Study of high‐field dispersion in micellar electrokinetic chromatography

Abstract

The anomalous dispersion of hydrophobic, highly retained analytes at high electric field strengths E in micellar electrokinetic chromatography (MEKC) is experimentally and theoretically quantified. A simple model for plate number N is proposed, in which only plug size and longitudinal diffusion govern dispersion. This model describes well the dispersion of acetone, 2′‐deoxyadenosine, and 2′‐deoxyadenosine‐5′‐monophosphate (dAMP) in MEKC buffers and also dAMP in capillary‐electrophoresis buffers. However, the model describes the dispersion of 1‐nitropyrene, pyrene, perylene, and the 4‐chloro‐7‐nitrobenzofuran (NBD) derivative of cyclohexylamine only at low E's; for these analytes, a nonequilibrium‐like dispersion causes N to decrease rapidly at high E's. Furthermore, the dispersion of NBD‐cyclohexylamine has a dependence on capillary diameter.

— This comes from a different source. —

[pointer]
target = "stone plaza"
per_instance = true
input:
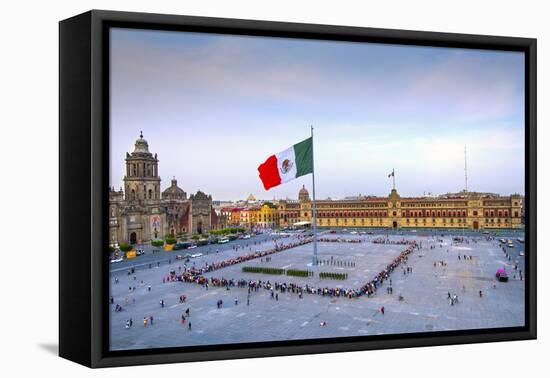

Theoretical arguments are proposed, which show that this additional dispersion cannot be explained quantitatively by mass‐transfer kinetics, micellar polydispersity, hydrodynamic flow, Joule heating, or the radial variation of partition coefficient. In addition, experiments are performed suggesting that wall adsorption and sample inhomogeneity are not responsible for the efficiency loss. Other dispersion sources are suggested for future exploration.